Market-basket data example
Purchase ID ; Items Brought
101 ; milk, bread, cookies, juice
792 ; milk, juice
1130 ; milk, bread, eggs
1735 ; bread, cookies, coffee
Items (I) = {milk, bread, cookies, juice, eggs, coffee}
Baskets (B) = b1, b2, b3, b4, where bn represents each collection of “items bought”.
Frequent-itemset mining
Questions like “Which items occur frequently together in a basket?”
Frequent-itemset mining support
number of baskets in B containing all items j / number of baskets in b.
Frequent-itemset mining example part 1
We first define “how frequently is frequent?”
We can do this by setting some arbitrary number to s. So lets say we wanted to figure out how often bread is in a basket, and we wanted to say “one in every two”, we could set s = 0.5.
Frequent-itemset mining example part 2
So lets say we have s = 0.5, which is us saying whatever we specify should be once every two times. Now lets go back to our other example:
101 ; milk, bread, cookies, juice
792 ; milk, juice
1130 ; milk, bread, eggs
1735 ; bread, cookies, coffee
If we were to ask “is buying milk and juice together frequent”, we would then figure out the support for J = {milk, juice}, which calculates to:
2/4, since 101 and 792 both contain all items.

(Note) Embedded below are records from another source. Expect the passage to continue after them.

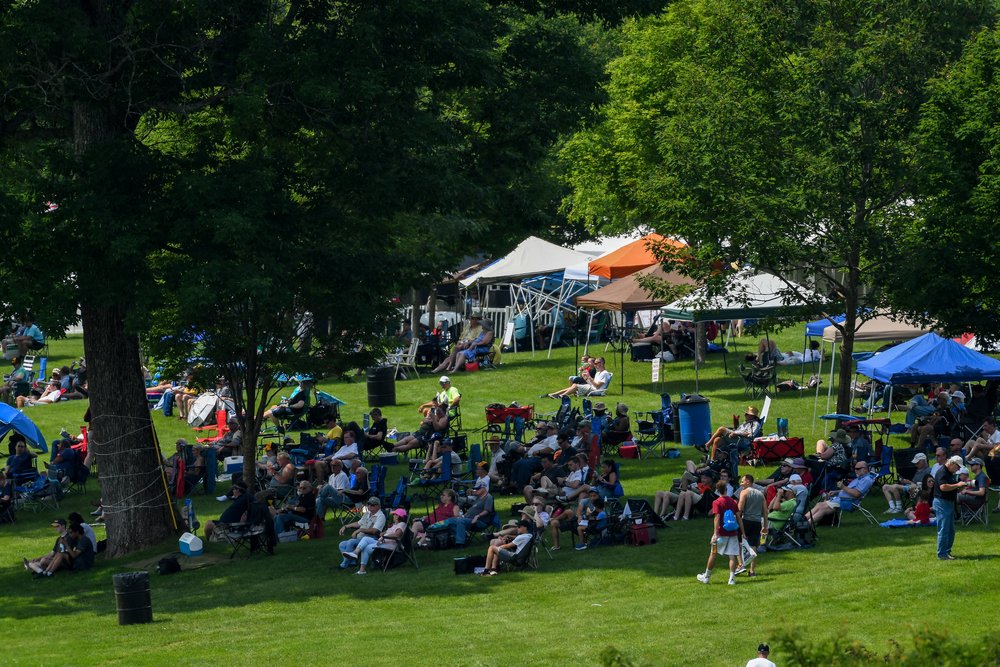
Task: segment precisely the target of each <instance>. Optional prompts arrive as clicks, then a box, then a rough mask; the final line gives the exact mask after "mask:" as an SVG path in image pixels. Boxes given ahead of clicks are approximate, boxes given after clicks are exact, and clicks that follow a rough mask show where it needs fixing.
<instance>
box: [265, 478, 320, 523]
mask: <svg viewBox="0 0 1000 667" xmlns="http://www.w3.org/2000/svg"><path fill="white" fill-rule="evenodd" d="M315 515H316V493H315V492H314V491H313V487H312V484H311V483H310V482H308V481H306V480H302V481H301V482H299V486H298V496H297V497H296V498H295V500H294V501H291V502H290V503H289V504H288V505H287V506H286V507H283V508H281V509H280V510H279V509H275V508H274V507H272V508H271V516H273V517H274V532H275V533H284V532H285V531H287V530H289V529H290V528H291V527H292V526H293V525H295V524H296V523H309V522H310V521H312V518H313V516H315Z"/></svg>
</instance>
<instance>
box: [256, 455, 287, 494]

This meets out threshold, 0.5, and we can deem it as frequent.
More complex tables
Data in tables is more complex, typically with useless information at times. For example, our previous table can look like this instead:
Purchase ID ; Customer ID ; Items Brought
101 ; A ; milk, bread, cookies, juice
792 ; B ; milk, juice
1130 ; A ; milk, bread, eggs
1735 ; C ; bread, cookies, coffee
where we add the additional Customer ID colun.
WRT (with example)
Now we can include With Respect To, and decide which values take priority.
Using our ongoing example, we could have Purchase ID taking priority, and our table would be non-different (except for the removal of the table Customer ID) since there are no common elements.

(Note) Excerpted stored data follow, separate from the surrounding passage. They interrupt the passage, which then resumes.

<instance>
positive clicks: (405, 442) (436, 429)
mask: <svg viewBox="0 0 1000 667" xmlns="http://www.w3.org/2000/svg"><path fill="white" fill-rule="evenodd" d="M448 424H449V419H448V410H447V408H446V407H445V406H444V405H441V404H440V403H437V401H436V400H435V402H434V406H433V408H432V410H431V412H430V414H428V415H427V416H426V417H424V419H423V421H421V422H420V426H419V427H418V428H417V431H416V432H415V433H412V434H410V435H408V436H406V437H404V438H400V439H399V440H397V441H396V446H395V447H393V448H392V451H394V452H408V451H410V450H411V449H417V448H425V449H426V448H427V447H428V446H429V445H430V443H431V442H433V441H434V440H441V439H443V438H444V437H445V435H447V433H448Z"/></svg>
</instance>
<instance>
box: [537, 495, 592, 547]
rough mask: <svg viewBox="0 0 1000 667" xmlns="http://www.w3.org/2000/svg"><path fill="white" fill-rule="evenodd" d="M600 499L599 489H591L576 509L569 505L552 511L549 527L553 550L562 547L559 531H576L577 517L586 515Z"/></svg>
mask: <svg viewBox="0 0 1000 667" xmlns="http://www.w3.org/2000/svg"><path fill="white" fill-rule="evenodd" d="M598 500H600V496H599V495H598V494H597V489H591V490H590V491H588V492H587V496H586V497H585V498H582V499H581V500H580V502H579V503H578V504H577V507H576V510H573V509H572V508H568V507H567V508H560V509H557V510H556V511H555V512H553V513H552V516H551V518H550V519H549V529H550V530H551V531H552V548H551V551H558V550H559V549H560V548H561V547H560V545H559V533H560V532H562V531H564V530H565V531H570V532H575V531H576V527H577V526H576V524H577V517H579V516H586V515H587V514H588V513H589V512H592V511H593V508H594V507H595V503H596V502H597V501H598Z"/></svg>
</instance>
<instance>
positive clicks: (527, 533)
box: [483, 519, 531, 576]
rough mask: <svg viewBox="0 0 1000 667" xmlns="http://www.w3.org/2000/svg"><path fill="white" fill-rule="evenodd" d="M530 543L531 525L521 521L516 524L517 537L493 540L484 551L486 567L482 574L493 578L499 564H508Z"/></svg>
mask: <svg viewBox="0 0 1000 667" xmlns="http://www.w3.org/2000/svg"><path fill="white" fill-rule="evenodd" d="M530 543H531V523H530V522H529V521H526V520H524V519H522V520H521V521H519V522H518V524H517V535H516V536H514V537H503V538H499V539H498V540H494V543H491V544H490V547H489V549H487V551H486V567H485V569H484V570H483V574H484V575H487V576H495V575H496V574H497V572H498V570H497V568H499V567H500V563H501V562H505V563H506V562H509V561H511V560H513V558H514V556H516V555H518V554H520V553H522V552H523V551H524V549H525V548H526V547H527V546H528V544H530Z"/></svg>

However, using Customer ID leads to A appearing twice, changing the table to
A ; milk, bread, cookies, juice, eggs
B ; milk, juice
C ; bread, cookies, coffee
Using this table can result in different frequency answers. For example, using {milk, juice} will now result in 2/3, making it even more frequent.
Association Rules
General questions which focus on {i1, i2, …} -> j.
In plain English, for example, we could have “customers who buy diapers frequently also buy beer”, or “people who buy game of throne and harry potter also buy twin peaks”.

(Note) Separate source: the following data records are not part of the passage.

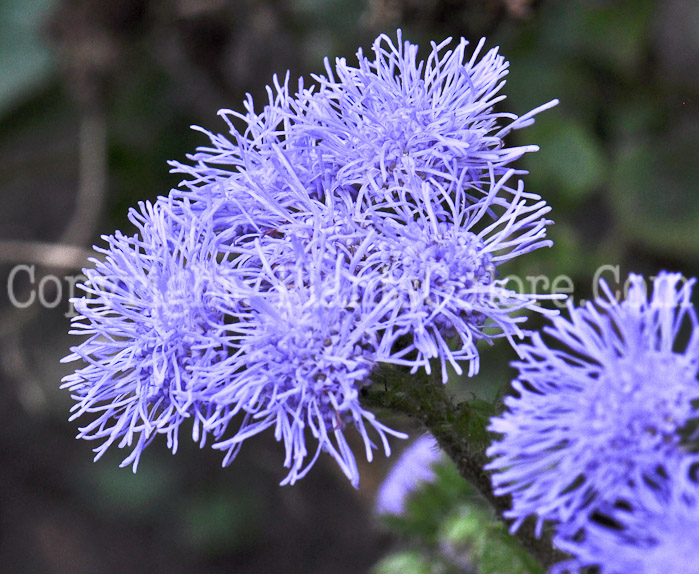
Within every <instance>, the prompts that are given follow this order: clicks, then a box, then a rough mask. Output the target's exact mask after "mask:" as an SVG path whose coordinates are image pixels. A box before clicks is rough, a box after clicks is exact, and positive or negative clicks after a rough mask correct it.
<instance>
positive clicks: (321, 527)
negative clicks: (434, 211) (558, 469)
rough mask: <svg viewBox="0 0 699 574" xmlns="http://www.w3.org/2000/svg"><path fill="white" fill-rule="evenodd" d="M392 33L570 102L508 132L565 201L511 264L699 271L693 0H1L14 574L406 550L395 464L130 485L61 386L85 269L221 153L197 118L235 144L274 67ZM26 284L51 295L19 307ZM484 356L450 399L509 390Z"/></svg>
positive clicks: (290, 63) (329, 55)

Association Rule Properties
- support of {i1, i2, …, j} -> ideally, we want a high support.
- confidence
Confidence
Confidence is the percentage of baskets for {i1, i2, …} containing j, and is wrote as:
support of {i1, … in, ij} / support of {i1, … in}
This should also be high and should differ significantly from the fraction of baskets containing j. If they are relatively similar, then it is close to independent whether you buy this item or not.
Association Rule Example
Question is {milk} -> juice
Using:
101 ; A ; milk, bread, cookies, juice
792 ; B ; milk, juice
1130 ; A ; milk, bread, eggs
1735 ; C ; bread, cookies, coffee
Support:
{milk, juice} = 2/4 = 0.5
Confidence:
support of {milk, juice} / support of {milk}
(2/4) / (3/4) = 2/3 = 0.67
Result:
67 percent of all customers who bought milk also bought juice.
A-Priori Algorithm
Compute all itemsets J with support >= s.
If J has support >= s, then all subsets of J have support >= s.